I've been driving in circles scoping what's changed since being gone for these past months. (I'm an avid people watcher, and I think driving around the block seven times looking for parking is OK because I get to check out what all the people crossing the streets are wearing.)
Fashion's gone a long way since my freshman year (2000), and much to the better. Maybe it's because I'm a proponent of the most recent trends, or that mainstream urban fashion really reached a sort of mini-paradigm shift, a gladly accepted re-infusion: more diversity in cuts, fabrics, and colors in combination; unusual juxtapositions; more emphasis on male fashion. I can't say this is necessarily indicative of a shift in youth philosophy, but culture, as a tangle of ideas and individuals and ethos and Kiersey temperaments, shows up in fashion faster than anything else. (Except maybe the Internet.) (I hope) this is a shift from label-dependency and mimicry towards genuine interest in material culture without the materialism.

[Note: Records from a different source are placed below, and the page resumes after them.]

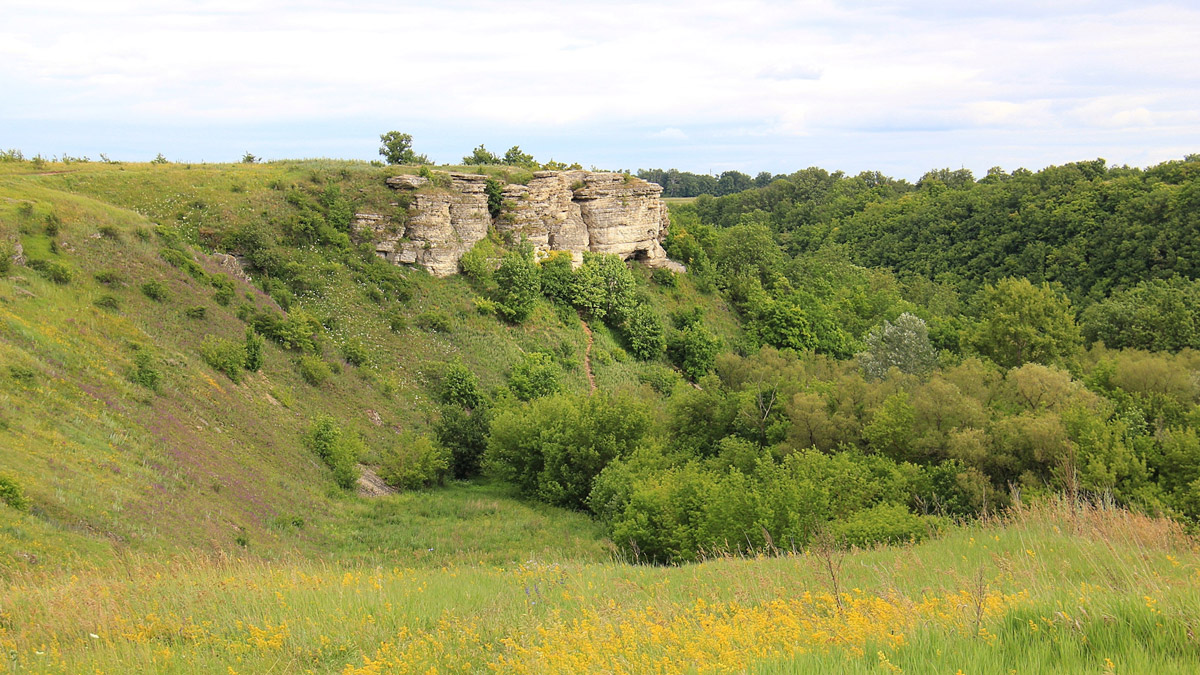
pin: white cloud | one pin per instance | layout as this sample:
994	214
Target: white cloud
670	133
783	72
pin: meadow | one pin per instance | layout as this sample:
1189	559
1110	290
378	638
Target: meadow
173	518
1050	587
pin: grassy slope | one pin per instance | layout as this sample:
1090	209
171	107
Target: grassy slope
139	500
1050	590
208	463
205	463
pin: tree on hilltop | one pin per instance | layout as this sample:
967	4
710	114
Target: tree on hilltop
397	149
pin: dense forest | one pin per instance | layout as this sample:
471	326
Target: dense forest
849	356
909	352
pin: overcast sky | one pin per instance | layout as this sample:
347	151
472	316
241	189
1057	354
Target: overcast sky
697	85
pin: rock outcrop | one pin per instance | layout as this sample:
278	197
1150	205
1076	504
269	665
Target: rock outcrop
570	210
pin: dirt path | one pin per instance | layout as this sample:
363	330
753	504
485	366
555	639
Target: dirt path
587	357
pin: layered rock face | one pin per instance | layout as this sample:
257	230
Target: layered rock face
443	223
571	210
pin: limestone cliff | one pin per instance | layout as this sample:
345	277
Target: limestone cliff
571	210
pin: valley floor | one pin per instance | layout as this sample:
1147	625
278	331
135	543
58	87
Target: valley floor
1049	589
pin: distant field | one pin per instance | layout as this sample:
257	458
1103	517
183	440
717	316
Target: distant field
673	201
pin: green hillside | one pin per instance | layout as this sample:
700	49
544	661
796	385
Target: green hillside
191	459
234	440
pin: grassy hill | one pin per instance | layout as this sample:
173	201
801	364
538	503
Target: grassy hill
1057	589
201	461
178	521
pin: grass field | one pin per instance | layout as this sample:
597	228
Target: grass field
178	524
1051	589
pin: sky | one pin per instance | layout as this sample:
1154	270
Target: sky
699	85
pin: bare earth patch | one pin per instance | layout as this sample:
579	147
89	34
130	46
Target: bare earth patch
371	485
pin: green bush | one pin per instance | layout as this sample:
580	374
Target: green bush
397	323
553	447
297	330
433	321
413	463
337	448
534	376
225	356
460	387
315	370
108	302
253	346
109	278
183	261
643	333
355	352
465	434
145	372
660	378
54	270
517	285
155	291
664	276
6	252
694	350
23	375
558	276
226	288
12	495
479	262
882	524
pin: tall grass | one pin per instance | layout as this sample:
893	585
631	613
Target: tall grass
1053	587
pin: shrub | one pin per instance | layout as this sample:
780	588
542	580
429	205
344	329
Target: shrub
253	347
558	276
664	276
183	261
397	323
355	352
53	225
54	270
433	321
465	434
297	330
12	495
478	263
226	288
534	376
882	524
694	350
460	387
109	278
313	370
339	449
23	375
7	250
643	333
414	461
145	372
903	345
553	447
660	378
225	356
517	285
155	291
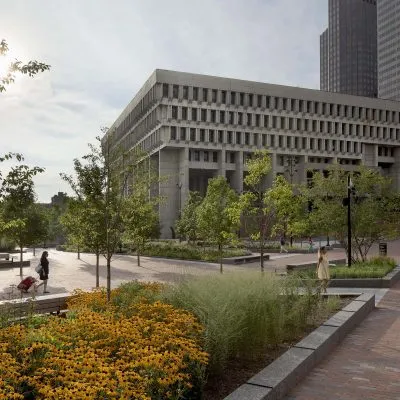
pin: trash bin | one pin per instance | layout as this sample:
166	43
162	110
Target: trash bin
383	249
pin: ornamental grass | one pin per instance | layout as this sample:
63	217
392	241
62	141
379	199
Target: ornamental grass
149	351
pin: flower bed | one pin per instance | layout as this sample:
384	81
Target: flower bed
158	342
149	351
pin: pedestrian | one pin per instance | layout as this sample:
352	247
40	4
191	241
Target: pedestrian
323	268
44	272
310	245
283	245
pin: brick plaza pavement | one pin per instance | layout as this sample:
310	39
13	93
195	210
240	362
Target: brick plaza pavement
366	365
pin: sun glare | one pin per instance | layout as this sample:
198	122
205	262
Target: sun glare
5	62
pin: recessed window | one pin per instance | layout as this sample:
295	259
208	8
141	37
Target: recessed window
193	134
195	93
173	133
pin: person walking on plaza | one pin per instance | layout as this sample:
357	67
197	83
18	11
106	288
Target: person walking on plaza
283	245
44	272
323	269
310	245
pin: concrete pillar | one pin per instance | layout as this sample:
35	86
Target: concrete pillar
237	182
169	191
183	175
222	163
395	169
370	155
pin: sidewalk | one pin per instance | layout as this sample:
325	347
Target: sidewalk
366	365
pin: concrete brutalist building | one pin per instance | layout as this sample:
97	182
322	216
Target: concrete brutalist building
389	49
348	48
196	127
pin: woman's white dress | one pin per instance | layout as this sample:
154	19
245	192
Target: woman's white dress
323	268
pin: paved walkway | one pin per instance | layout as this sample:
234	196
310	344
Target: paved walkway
366	365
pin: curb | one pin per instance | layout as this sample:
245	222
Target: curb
282	375
387	281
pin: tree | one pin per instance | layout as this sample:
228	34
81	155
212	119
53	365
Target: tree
140	219
371	214
73	221
100	184
287	207
217	216
252	201
186	226
18	213
31	68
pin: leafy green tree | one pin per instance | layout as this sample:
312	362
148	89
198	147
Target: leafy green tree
252	201
73	221
371	214
287	206
140	218
17	196
100	185
18	67
186	226
217	215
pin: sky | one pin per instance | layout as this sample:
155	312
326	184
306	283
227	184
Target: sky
102	51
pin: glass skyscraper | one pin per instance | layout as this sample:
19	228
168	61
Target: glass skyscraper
348	48
389	49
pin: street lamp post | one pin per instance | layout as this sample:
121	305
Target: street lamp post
349	190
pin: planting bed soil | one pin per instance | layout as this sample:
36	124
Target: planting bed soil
239	372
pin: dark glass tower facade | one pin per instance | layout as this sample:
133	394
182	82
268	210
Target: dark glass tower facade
389	49
348	48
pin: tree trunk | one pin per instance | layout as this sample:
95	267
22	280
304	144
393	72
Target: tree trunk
20	260
262	255
220	259
97	269
108	277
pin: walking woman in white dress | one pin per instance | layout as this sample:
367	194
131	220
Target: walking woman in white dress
323	268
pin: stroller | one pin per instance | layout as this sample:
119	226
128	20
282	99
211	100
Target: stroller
26	283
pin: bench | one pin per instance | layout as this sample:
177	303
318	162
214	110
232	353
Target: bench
311	264
244	259
39	305
12	264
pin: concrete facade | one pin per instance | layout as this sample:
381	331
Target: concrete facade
389	49
348	48
196	127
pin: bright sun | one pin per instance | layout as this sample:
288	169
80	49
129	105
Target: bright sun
5	62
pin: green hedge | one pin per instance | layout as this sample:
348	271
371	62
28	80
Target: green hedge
188	252
376	267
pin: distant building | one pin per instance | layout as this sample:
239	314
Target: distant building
389	49
348	48
196	127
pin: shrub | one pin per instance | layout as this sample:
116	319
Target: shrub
244	313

And fashion, more than any component of material culture, is allusive at the very surface level--our uppermost layer of signage. Most importantly, I feel there's a greater understanding among the general population of the linguistics of fashion as it's developed into a communication medium for and by each individual -- a language that speaks simultaneously for the self and for the crowd. The state of fashion (and all design for that matter) improves when it's being recognized as something meaningful rather than frivolous. Particularly when people begin putting together their personal brand of aesthetic -- and resourcefully, without heavily relying on anyone else's judgment.
I'd like to start a magazine a la Tune and Fruits: solely made up of photographs of who's on the street. (This'll take some time!) No "do's and don'ts" sections. Only "yes ... this is what is here in front of your eyes. These are your fellow citizens who mark the city." Fashion here can't proceed to be solely documented in glossily edited magazines with expensive advertisements or in private label lookbooks. Perhaps it's the most neglected art, because it's the most pervasive and seemingly mundane, but what's the most direct, public visual art in our urban lives than fashion?